Opening with the destitute “Miracle”, Reid describes a young girl once oppressed by the world around her outgrowing her trauma. In the opening verse, we hear his vividly descriptive lyricism in full effect: “The name Miracle has followed her around her whole life, born to sterilised parents who vanished one night. Got a tattoo, says ‘Meanness’ inside her lower lip, she pulls it down in the mirror so she can read it. Framed by her blonde wig in the bright white glow, yeah, spit crawls down her wrist and she lets her lip go”. With lyrics like that it is impossible not to visualise. Reid Bateh is also a fiction writer, so I am eager to read his work now. The man clearly has a talent for bringing horrors to life.

The band immediately turns up the tempo and brings on the insanity on the following three tracks, which happen to be the three singles leading up to Stray’s release: “Heat Lightning”, “Sing Me To The Street” and “Serafina”. We hear some of the band’s most potent moments here, both musically and lyrically. “Sing Me To The Street” tells the story of a man overwhelmed by his past and the demons he faces. The protagonist of this story interacts with a man he despises: He says, “You know Cole was murdered just about one year back, well, Claire had their baby, tonight, she drowned it in the bath; saying, Death will find us all”.

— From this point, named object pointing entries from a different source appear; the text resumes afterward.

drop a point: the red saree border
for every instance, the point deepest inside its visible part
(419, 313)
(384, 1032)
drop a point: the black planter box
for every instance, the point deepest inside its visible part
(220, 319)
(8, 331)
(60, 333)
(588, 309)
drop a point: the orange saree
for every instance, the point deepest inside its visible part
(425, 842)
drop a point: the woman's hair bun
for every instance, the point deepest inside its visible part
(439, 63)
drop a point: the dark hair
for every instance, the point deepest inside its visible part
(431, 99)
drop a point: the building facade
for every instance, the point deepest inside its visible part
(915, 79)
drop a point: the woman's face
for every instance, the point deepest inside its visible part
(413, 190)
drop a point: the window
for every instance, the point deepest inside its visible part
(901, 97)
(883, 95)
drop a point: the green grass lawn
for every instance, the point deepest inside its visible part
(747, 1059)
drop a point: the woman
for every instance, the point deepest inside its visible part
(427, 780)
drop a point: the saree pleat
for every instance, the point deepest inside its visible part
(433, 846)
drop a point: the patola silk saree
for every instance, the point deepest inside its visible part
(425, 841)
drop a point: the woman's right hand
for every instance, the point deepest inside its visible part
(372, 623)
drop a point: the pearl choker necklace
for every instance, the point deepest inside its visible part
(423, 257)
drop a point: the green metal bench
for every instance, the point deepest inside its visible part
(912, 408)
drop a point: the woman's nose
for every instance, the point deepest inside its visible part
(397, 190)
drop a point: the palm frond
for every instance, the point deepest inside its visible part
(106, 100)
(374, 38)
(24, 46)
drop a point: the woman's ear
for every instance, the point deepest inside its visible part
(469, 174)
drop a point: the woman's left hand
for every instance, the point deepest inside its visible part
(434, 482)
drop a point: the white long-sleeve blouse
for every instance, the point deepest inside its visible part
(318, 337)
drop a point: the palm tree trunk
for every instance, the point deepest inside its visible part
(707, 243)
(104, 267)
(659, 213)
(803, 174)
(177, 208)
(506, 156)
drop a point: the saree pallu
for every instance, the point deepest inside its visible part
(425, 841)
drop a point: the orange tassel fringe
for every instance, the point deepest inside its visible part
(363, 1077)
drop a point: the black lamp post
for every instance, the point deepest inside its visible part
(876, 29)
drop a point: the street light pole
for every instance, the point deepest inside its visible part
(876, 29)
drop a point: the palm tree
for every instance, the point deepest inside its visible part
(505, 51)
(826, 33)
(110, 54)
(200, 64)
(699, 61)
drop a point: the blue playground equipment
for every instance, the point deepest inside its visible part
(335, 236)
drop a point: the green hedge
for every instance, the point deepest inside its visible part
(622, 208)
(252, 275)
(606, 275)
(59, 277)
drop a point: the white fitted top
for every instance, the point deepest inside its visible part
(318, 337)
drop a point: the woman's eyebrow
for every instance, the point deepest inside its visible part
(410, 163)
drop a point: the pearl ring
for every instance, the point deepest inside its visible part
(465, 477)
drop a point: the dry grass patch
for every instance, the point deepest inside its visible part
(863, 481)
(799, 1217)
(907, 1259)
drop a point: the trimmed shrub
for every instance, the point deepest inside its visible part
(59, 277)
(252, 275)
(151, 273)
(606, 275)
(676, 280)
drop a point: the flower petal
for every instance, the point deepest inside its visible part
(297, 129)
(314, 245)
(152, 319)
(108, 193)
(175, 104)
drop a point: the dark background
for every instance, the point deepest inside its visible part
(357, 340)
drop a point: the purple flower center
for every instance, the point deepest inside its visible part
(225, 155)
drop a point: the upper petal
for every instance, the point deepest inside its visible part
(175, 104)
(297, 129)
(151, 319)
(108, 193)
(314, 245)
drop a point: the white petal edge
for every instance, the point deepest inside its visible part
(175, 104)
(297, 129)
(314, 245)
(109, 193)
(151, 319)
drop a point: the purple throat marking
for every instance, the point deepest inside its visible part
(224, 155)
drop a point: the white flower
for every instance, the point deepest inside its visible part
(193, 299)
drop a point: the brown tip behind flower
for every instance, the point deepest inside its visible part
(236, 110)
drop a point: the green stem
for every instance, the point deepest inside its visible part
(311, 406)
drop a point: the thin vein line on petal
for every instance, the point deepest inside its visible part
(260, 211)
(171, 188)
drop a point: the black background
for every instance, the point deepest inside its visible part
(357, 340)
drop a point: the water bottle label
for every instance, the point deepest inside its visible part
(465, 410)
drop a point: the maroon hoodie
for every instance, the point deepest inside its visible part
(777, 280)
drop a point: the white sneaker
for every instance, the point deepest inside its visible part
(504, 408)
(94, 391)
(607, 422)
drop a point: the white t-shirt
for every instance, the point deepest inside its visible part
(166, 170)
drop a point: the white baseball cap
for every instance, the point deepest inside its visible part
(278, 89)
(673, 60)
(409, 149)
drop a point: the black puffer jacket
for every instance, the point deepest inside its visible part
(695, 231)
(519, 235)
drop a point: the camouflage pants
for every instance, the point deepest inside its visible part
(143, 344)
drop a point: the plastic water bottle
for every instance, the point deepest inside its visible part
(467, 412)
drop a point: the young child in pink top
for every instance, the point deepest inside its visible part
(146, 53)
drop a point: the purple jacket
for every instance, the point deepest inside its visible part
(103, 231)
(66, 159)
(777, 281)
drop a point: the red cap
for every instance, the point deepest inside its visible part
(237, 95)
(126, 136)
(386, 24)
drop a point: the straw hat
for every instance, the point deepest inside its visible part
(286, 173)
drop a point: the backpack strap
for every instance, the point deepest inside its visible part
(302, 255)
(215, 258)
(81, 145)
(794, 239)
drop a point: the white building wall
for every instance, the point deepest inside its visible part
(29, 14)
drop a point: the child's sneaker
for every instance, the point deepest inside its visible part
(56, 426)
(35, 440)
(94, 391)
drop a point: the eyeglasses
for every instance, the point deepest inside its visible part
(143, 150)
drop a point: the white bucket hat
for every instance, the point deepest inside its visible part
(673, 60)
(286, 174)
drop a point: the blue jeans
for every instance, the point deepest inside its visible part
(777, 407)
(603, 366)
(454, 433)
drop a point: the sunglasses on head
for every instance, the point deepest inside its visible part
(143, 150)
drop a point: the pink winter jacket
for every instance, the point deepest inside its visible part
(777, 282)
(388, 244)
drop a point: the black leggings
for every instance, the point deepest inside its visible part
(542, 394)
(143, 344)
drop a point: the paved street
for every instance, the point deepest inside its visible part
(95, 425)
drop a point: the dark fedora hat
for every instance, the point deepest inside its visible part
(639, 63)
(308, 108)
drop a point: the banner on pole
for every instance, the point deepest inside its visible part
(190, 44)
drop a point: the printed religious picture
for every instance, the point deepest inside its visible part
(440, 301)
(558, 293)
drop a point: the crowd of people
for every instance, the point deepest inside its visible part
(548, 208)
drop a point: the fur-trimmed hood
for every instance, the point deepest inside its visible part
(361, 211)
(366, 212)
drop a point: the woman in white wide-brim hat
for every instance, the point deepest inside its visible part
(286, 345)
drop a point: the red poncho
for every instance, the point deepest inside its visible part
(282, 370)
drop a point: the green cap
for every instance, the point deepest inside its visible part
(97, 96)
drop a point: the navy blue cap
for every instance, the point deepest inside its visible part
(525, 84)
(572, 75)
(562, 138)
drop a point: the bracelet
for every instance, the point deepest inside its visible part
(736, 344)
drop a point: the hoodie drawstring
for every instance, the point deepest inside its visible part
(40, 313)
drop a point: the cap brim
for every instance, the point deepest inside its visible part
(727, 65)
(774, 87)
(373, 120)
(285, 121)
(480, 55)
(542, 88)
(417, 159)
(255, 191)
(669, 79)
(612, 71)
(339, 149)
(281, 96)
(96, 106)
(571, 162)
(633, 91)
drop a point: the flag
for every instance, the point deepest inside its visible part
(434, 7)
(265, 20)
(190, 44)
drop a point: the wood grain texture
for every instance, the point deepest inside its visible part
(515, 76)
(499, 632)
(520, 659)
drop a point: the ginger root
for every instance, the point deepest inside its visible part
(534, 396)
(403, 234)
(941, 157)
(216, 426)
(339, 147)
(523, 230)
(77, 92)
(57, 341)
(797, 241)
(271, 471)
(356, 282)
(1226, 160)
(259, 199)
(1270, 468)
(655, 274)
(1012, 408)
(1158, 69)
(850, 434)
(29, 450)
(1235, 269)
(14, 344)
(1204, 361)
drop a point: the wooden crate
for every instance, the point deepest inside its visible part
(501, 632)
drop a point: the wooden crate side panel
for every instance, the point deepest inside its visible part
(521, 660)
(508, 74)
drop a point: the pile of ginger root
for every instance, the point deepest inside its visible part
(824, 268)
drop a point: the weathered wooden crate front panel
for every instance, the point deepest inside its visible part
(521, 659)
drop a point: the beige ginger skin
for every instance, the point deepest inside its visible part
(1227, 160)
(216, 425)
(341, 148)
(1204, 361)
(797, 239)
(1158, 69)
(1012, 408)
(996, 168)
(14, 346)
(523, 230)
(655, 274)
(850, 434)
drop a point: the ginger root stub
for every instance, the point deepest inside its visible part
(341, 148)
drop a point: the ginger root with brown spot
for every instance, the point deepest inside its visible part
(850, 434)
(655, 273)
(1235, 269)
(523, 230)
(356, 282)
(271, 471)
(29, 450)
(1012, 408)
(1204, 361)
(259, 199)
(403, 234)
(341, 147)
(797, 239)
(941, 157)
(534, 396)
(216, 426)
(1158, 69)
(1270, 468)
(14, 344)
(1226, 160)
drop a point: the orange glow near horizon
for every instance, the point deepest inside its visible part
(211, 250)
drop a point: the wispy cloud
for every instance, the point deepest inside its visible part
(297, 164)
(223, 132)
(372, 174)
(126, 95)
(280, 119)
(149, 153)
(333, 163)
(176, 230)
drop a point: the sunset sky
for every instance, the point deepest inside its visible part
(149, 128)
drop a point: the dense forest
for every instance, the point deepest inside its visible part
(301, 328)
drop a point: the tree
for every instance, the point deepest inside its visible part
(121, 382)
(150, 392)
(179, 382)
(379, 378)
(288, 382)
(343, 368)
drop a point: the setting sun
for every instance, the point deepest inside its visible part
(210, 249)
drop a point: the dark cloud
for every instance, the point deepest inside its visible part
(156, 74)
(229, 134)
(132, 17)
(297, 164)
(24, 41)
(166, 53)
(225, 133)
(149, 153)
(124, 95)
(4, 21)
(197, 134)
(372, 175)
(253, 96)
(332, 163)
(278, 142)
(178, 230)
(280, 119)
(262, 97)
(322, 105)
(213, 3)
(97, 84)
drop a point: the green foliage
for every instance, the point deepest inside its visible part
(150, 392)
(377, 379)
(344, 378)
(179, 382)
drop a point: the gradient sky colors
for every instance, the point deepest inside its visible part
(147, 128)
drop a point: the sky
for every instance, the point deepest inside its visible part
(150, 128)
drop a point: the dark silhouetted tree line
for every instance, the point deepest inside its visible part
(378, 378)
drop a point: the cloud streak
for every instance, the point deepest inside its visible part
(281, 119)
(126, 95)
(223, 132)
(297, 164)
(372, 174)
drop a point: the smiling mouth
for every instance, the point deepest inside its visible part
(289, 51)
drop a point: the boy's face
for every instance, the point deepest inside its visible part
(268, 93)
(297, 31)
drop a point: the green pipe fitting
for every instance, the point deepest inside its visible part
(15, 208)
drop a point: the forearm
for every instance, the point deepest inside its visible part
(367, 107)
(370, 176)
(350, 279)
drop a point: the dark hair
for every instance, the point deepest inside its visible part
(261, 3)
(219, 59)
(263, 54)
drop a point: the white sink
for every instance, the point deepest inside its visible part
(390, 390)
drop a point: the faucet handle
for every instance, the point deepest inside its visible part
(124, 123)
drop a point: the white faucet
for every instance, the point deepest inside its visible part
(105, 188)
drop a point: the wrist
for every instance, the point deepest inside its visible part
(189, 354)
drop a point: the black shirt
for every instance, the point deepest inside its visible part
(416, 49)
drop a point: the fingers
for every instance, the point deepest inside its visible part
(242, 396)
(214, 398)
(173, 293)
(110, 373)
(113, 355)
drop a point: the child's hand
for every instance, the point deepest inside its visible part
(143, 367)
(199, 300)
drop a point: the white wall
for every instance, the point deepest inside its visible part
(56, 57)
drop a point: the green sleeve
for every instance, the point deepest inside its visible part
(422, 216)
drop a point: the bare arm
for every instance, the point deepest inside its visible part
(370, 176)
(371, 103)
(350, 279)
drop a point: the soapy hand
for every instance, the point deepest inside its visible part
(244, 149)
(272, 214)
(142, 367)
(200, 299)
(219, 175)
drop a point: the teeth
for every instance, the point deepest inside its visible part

*WARNING: Strobe Lighting used in this video*

“The album Stray has many reoccurring characters but the most prominent, by far, is Death. For the most part Death is doing his work in the background, or even between, other people’s stories but there are a few songs where I wanted to give him the spotlight. ‘Heat Lighting’ is the first of these songs on the record. It’s an introduction to Death in his element, barreling down the highway listening to news of destruction on the radio while stuffing his face with candy. It’s a solitary moment with Death where he can be seen as he is: the kind of guy who laughs wholeheartedly and stupid jokes and yells at the weatherman when he predicts rain. Death isn’t in the mood for rain unless it is the beginning of a mythical flood.”  – Reid Bateh

The first single released, “Serafina”, opens with an explosive riff that carries the same energy throughout the track, telling the tale of a young couple whose passion burns only as hard as the fire and destruction they create in their wake. Describing the couple rubbing soot on each other’s skin until it turns grey, posing like dying lovers in Pompeii and expressing a desire to buy an old house in a big town, start a life, only to burn it all to the ground, stand as some of the most thought-provoking lyrics I have heard in recent years.

Death, both abstract and manifest, is inevitable for the characters that come into contact with it across Stray’s 10 tracks. Their stories take place across days, months, even years. The emotions and desires of these characters are laid bare as they journey through an apocalyptic vision of America. This is not a beautiful death; it is violent and sadistic at times. The tension is high, the soundscape cinematic and no one makes it out alive.

Needless to say, I am somewhat enamoured with Bambara. I want David Lynch to make a new movie. I want David Lynch to make a new movie so that Bambara can provide the soundtrack. You just know that it would be grotesque, absurd, sexy and majestic, perfect partners in death.

Bambara Stray was released on February 14 on Wharf Cat Records, and it’s been my bloody valentine ever since.